In the flatlands of Groningen, the headquarters of Gasunie towers over the countryside, its irregular shapes capture the attention just as the ING headquarters in Amsterdam, designed by the same architects, does. Inside, the imagination is able to soar into the core of the building.
It houses the corporation formed by Shell and Exxon to buy and sell the natural gas produced in the Groningen gasfields.
In its heyday, Gasunie had over 2,000 employees, now the numbers are nearer 1,600, explains Cor Hendriks, who runs the DFl1.1bn (e500m) pension fund, with his team consisting of Hans Coenen and Robert Jan Tel. “As we are a small team doing the treasury management function for the corporate as well, we look at efficient ways to manage the portfolio.”
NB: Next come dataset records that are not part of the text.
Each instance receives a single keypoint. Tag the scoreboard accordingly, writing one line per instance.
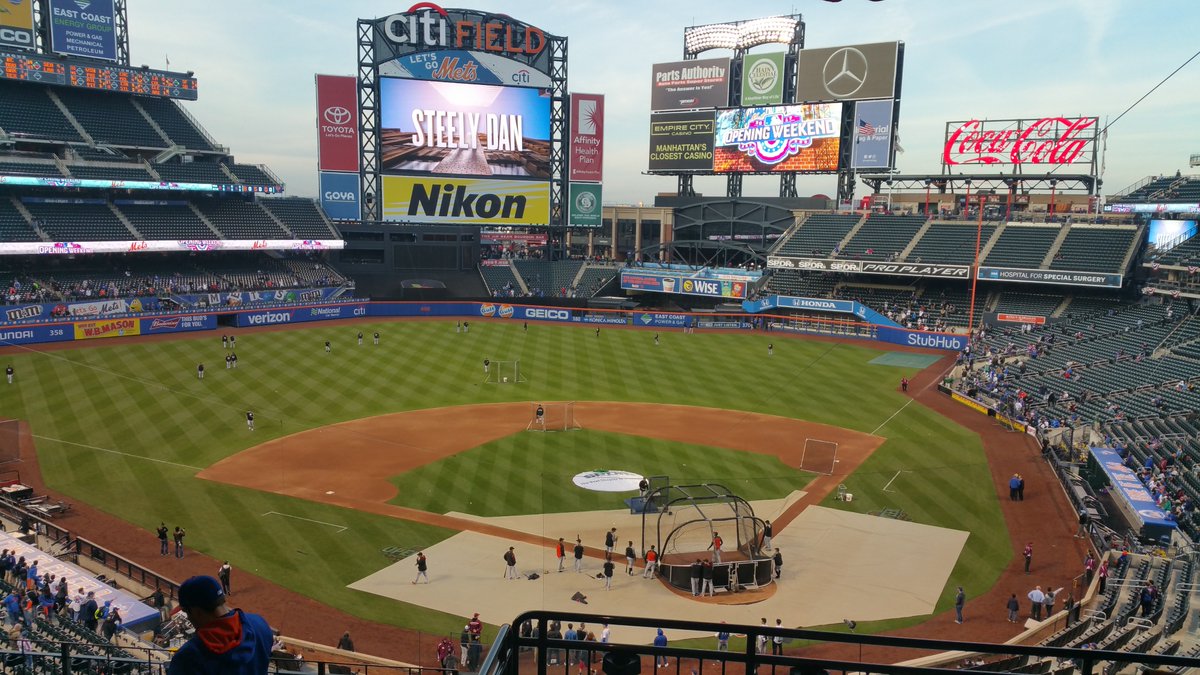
(96, 76)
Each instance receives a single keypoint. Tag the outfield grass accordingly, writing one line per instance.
(532, 473)
(126, 426)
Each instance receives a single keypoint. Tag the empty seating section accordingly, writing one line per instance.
(79, 222)
(951, 243)
(193, 172)
(594, 279)
(240, 220)
(549, 279)
(29, 168)
(13, 226)
(1027, 304)
(1021, 246)
(882, 237)
(301, 216)
(169, 118)
(166, 221)
(132, 172)
(499, 280)
(27, 109)
(819, 234)
(1095, 249)
(250, 174)
(111, 118)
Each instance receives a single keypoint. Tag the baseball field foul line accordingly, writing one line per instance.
(340, 527)
(118, 453)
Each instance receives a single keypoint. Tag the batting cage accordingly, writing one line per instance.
(504, 372)
(557, 416)
(683, 530)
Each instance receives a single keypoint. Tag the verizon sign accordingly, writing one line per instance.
(1044, 141)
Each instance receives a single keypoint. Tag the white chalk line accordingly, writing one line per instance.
(893, 416)
(118, 453)
(340, 527)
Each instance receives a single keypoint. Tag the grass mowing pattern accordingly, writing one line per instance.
(531, 472)
(144, 402)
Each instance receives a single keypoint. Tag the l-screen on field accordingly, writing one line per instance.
(366, 454)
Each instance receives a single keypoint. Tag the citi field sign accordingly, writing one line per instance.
(426, 25)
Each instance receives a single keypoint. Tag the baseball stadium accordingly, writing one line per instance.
(461, 413)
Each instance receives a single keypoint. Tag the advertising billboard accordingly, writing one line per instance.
(682, 141)
(465, 201)
(467, 67)
(472, 130)
(337, 123)
(778, 138)
(340, 195)
(847, 73)
(871, 145)
(17, 24)
(1036, 141)
(685, 85)
(587, 137)
(83, 28)
(586, 202)
(762, 79)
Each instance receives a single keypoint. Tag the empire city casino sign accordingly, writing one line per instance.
(427, 25)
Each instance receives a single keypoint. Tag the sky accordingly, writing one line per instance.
(256, 59)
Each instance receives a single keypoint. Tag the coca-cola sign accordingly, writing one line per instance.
(1044, 141)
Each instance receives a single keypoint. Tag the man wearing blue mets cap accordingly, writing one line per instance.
(227, 640)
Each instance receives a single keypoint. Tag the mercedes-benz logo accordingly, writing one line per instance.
(336, 115)
(845, 72)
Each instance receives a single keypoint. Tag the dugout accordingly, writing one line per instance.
(682, 530)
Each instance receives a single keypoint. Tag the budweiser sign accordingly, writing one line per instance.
(1047, 141)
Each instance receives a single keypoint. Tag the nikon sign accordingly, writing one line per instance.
(762, 79)
(465, 201)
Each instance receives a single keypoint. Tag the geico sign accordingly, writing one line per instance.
(22, 37)
(269, 317)
(555, 315)
(426, 24)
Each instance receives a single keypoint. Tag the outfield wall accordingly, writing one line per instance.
(126, 327)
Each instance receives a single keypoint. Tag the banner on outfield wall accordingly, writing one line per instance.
(337, 124)
(83, 28)
(17, 24)
(587, 137)
(107, 328)
(869, 267)
(1051, 276)
(340, 195)
(762, 79)
(301, 315)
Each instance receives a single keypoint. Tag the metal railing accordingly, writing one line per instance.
(514, 653)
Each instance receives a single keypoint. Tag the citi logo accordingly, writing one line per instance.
(268, 318)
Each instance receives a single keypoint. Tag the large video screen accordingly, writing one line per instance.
(469, 130)
(1164, 233)
(778, 138)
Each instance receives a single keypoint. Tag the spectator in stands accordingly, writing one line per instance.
(227, 640)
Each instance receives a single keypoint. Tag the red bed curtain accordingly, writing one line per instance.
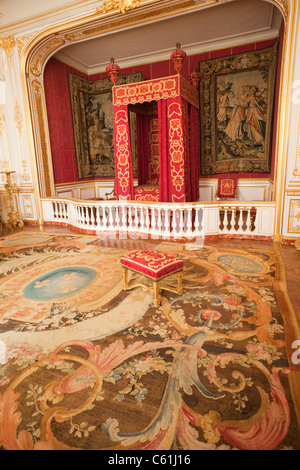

He adds: “For the Dutch equity portfolio, we believe we can beat the index over the longer term by active management. But for other countries, it is impossible for us to follow individual equities, there we buy the indices. So we devote considerable time to asset allocation. “For markets outside the Dutch we mainly use equity swaps, or we can use equity-linked notes, which is in the form of a bond, but is in fact a basket of equities.” Having decided on the current allocation – the tactical asset allocation gives wide ranges – the next question is the market, when invariably an index is bought. “For this we do not use the physical we use an instrument,” says Coenen.
The simplest swap the fund uses is the total return swap. “Under these we could end up obtaining say the return on the S&P 500, less 25 basis points,” Hendriks points out. “Normally what we do a lot of is not a total return swap, but a price one, in which case we do not obtain the dividends.” The return then is Libor minus an amount which reflects the dividend yield plus a risk premium.
But he adds it is possible to be “a bit smarter”, by using AAA-rated floating rate notes in the construct, instead of putting the nominal amount on a three-month deposit, and can beat the total S&P return by 2bps. Again by using other structures such as fixed rate bonds with triple A ratings and swapping them into floating by using currency and interest rate swaps, it may be possible to end up with an additional return of 15bps. “We think these are rather cost-effective structures and that the risks with the third or fourth structures are not that more significant than the first.”
Hendriks points out that they have been using this strategy for a number of years. “We do not see significant risks in such an approach, by putting the nominal amount in AAA-rated bonds and using AA-rated bonds on counterparts in the equity swap.”
But he stresses that in each case they look at the alternatives, particularly whether it might be better to use an indexed product. “Say we wanted to invest in Australia, where the market is not as liquid as others, then you could find the swap premiums are too high, then it might be best to use an indexed mutual fund. But you have to look at all aspects, including the transaction costs, to decide on the most cost-effective.”
Gasunie previously used external managers, but has stopped doing so after unacceptable results. “Now we run all our foreign equities portfolios in this way.” The structured arrangements vary from case to case, but average one to two years,” Robert Jan Tel says.
It is possible to unwind a swap when the fund wants, just as when selling a stock. “Before the big Far East crisis in 1997, we made a tactical shift to a lower range. We left Malaysia and Thailand in time, but we are still invested in Japan, Hong Kong and Australia.” Tel adds: “Of course, when markets are going down rapidly nothing is liquid anymore, so if you have to sell your futures or your equities, you have to pay enormous risk premiums.”
Coenen adds that the fund is very conservative in choosing counterparties, particularly with the problems in the banking system currently. “For swaps we select counterparts with good ratings, at least AA and we follow them intensively when there are any signs of trouble in the banking sector.”
Gasunie sees the comparative returns obtained by Dutch pension funds as being largely a measure of the extent of their equity exposure. “In 1997, we were pleased with our return because we beat our internal benchmark by 0.75%, and in 1998 the outperformance was a comfortable 2.8% over the internal benchmark, but it was not in the top 10 of Dutch funds. Our view is that our asset allocation and strategies are good for our fund and so we do not over-react to what others may be doing.”